When it was time to leave for dinner, the girls took a lantern from the stand by the front door and headed to the caravan to meet up with Kavi and the professors. A boy of about eight had been sent to guide them all to the keeper’s home.
Keeper Shalynn’s home was more modest than the leaders had been. What it lacked in size and potlatched ornamentation it made up for in an almost aching tidiness. Everything appeared conscientiously proportional and intentionally placed so that, if she were to pull a painting from a wall and lay it atop an area rug across the room, she was sure all the corners would match and the edges would be flush. She closed one eye and sighted down the edge of a coffee table, and noticed it aligned perfectly with the outside edge of a window pane across the room.
The keeper’s house was meant to walk through rather than live in. It was devoid of finger smudges on door frames, cobwebs in corners, or threads fraying up from rugs. It was disquieting, like watching a gardener continue to hunt out weeds long past the point of benefiting the flowers.
There were no where near the number of guests that had been at the leader’s banquet and there was only a single long table to seat them. Keeper Shalynn sat at the head with Professor Parr on her right. Next to Parr was a man whom Reyan took to be the keeper’s spouse. He had a tidy little beard and dark eyes. His brown hair was shot through with gray streaks and was pulled back into a tight ponytail bound with a blue and gold ribbon. He smiled and nodded in the automatic and joyless way of the duty-bound.

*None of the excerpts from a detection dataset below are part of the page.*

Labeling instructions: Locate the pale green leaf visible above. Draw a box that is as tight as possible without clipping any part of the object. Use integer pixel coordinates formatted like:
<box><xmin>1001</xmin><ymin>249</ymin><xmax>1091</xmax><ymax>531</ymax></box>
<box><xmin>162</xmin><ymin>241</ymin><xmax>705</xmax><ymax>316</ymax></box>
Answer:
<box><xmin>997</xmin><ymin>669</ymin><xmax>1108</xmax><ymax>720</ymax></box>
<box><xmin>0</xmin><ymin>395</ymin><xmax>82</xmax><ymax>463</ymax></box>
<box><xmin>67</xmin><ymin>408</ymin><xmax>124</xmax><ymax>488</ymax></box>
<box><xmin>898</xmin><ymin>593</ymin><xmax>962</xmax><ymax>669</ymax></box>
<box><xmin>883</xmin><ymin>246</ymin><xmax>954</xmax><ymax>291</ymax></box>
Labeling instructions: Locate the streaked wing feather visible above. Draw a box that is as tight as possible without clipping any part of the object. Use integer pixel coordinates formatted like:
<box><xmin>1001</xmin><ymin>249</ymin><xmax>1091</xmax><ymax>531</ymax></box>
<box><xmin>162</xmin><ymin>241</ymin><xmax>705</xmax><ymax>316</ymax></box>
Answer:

To Keeper Shalynn’s left sat Sevv. Next to Sevv was Rowe’s junior Keeper. Her brown hair fell to her shoulders. It was thick and had a dusty quality about it. It wasn’t wild or unkempt—underkempt perhaps—as though she brushed it faithfully each morning but in the dark and only then. Her angular face was nearly pretty, having the right shape of eye and turn of mouth to make her so, but all the bits were slightly mis-aligned like a birthday cake that had slumped a bit as it had cooled. So that, rather than peering confidently forward, her eyes tended to seek out the tabletop or the ground. She had never introduced herself to Reyan, but Reyan had overheard the formal introductions and knew she was Mariana.

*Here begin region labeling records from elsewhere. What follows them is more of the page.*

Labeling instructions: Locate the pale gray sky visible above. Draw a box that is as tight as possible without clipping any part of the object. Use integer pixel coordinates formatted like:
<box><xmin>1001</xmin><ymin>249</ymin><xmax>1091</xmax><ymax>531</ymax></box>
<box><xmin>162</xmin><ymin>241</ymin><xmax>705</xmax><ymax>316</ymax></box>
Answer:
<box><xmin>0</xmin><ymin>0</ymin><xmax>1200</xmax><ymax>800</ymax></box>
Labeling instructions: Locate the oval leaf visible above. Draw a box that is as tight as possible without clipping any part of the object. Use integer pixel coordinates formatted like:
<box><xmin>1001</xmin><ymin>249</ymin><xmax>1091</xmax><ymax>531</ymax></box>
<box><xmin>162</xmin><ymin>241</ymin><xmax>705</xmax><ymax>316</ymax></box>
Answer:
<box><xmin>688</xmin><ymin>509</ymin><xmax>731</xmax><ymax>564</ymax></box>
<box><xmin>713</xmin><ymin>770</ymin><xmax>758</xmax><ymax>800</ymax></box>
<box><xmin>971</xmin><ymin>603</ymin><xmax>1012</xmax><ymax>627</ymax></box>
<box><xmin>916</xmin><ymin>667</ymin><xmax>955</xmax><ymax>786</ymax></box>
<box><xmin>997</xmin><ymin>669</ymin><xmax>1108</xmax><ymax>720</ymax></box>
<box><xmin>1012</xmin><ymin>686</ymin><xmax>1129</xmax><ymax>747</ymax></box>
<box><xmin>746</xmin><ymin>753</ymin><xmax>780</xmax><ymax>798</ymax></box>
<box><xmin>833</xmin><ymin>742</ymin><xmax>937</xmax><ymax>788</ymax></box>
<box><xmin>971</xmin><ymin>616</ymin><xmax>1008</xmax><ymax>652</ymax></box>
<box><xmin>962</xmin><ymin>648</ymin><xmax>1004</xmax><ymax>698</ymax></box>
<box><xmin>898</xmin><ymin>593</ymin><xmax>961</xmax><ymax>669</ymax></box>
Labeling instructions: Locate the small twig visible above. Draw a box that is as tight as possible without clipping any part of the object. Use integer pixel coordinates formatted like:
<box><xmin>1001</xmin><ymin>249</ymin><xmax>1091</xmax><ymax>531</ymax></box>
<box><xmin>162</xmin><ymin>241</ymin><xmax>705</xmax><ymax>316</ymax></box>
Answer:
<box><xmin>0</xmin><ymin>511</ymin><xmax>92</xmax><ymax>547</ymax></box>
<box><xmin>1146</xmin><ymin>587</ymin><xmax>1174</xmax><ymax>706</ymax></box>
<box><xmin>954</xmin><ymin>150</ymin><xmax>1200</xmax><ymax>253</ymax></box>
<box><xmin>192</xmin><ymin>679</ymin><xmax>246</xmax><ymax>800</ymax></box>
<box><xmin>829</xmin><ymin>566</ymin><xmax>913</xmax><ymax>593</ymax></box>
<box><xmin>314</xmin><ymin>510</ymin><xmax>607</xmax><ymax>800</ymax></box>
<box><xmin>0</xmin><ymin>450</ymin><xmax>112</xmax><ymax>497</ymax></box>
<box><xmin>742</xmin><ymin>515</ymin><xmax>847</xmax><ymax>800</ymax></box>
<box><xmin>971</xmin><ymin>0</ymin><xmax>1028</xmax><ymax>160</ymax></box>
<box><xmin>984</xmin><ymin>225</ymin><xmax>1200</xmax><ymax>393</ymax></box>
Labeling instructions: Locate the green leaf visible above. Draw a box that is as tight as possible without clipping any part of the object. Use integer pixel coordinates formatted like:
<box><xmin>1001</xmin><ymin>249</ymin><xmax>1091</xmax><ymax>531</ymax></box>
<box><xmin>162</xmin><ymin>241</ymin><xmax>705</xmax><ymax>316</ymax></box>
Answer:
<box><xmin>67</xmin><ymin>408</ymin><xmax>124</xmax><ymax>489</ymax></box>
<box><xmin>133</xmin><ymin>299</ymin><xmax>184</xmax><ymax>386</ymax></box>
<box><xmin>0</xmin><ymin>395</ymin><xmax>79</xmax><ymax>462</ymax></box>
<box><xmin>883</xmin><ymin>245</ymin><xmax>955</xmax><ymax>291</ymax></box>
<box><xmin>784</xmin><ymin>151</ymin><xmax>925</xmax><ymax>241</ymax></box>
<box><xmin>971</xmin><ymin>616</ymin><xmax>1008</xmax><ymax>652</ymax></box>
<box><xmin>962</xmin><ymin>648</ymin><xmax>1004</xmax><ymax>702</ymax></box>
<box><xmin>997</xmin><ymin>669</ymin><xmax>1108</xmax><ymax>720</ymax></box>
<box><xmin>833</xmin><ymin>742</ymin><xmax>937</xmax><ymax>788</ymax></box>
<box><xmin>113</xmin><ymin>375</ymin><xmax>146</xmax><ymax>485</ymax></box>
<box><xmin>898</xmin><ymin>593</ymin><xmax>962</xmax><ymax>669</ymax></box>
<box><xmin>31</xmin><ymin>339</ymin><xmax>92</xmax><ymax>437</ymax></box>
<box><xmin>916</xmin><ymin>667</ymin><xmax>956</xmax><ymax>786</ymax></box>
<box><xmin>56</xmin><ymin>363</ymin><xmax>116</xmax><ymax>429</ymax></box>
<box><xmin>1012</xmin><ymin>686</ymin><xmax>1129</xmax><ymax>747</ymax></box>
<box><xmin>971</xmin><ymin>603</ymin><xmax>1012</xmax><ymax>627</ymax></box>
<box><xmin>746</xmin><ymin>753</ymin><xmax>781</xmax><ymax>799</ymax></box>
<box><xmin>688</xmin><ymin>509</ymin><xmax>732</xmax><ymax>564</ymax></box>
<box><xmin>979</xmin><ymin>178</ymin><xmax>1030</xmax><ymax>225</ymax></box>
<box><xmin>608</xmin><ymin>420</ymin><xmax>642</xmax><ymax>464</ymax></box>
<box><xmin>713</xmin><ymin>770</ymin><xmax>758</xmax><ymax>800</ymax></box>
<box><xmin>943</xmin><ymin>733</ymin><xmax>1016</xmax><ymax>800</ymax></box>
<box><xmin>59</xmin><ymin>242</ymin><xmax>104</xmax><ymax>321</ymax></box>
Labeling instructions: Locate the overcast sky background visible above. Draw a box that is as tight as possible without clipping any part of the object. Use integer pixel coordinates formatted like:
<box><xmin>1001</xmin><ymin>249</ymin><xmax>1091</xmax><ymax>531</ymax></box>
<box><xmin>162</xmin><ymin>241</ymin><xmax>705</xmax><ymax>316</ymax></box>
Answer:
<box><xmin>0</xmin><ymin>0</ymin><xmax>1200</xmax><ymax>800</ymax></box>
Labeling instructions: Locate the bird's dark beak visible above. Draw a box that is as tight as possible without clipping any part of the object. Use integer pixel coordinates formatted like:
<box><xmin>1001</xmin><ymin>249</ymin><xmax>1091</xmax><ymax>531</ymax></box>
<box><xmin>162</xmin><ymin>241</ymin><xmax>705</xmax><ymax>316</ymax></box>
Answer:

There was a gap in the seating at the center line of the table, not quite a place setting wide. A large center piece made of polished rocks, artfully placed twigs, and late-blooming low-land flowers erupted from the center of the table and formed a sort of conversational boundary between those whom Reyan considered “the adults”—the professors, keepers, and Shalynn’s spouse—and “the kids”.
Kavi sat next to Mariana and Tamura was beside Shalynn’s long-suffering spouse, but on this side of the divide. Reyan was beside Kavi and Avalina sat directly across from her to Tamura’s right.

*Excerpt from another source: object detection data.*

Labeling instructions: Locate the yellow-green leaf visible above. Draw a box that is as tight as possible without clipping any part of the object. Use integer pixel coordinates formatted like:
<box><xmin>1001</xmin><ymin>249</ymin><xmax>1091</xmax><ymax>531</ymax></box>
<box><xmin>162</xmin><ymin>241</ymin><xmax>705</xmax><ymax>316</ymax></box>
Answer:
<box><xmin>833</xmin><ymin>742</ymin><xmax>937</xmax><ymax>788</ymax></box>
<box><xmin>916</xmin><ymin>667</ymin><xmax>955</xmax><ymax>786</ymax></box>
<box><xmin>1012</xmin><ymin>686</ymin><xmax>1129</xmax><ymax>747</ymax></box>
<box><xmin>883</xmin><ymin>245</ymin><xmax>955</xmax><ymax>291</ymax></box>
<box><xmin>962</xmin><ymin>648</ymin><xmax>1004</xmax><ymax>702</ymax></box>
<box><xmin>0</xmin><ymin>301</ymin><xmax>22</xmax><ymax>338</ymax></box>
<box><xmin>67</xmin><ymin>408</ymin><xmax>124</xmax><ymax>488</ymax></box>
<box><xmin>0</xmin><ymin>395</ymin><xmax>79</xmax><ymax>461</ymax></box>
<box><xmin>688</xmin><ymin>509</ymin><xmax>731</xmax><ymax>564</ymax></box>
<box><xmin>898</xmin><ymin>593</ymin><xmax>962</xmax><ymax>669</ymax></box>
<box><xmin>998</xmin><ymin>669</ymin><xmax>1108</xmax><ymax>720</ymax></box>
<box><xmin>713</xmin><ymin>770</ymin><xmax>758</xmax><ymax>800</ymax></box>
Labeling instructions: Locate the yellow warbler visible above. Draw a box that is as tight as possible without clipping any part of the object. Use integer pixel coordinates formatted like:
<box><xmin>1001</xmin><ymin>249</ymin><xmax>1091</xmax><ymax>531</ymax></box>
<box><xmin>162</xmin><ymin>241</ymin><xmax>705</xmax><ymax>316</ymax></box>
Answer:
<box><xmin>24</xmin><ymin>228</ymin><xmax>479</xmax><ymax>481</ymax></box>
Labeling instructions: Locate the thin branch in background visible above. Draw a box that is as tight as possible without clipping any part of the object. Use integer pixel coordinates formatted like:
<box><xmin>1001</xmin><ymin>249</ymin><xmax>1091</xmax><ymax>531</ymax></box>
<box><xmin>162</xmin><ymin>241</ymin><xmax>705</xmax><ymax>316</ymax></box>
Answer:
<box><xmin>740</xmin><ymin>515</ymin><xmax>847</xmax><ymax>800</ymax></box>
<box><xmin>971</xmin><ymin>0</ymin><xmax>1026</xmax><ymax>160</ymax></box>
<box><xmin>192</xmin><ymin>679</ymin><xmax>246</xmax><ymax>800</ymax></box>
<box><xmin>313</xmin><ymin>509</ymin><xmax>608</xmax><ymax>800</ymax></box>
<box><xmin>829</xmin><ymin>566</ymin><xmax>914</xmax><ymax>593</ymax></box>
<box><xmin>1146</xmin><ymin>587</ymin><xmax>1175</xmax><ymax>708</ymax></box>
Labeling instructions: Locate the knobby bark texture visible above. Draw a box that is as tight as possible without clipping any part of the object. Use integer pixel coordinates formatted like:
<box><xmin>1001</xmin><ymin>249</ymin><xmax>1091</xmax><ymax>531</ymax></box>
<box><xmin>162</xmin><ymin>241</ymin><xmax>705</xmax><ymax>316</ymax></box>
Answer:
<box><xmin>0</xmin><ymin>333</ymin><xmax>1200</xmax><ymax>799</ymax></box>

A single attendant, a thin unsmiling man with perpetually arched eyebrows and half-closed eyes brought out bread, salted butter, cured meats, and pickled vegetables.
Tamura poured herself water from a sweating jug near the center piece, took a sip and leaned forward to fill Kavi’s glass. “So, Kavianhar, is it?”
He took a sip. “Just Kavi, mostly.”
“Kavi then.” Tamura’s eyes grew wide as soup bowls and caught all the light from the fire, the lamps, and the candles in the room. “You’ll be Professor Kavi soon?” The acolyte was pretty, but seeing her eyes sparkle back all that captured light made Reyan grind her teeth.
“That’s right. I’ll be graduating soon after we return to the University at Seal Tooth.”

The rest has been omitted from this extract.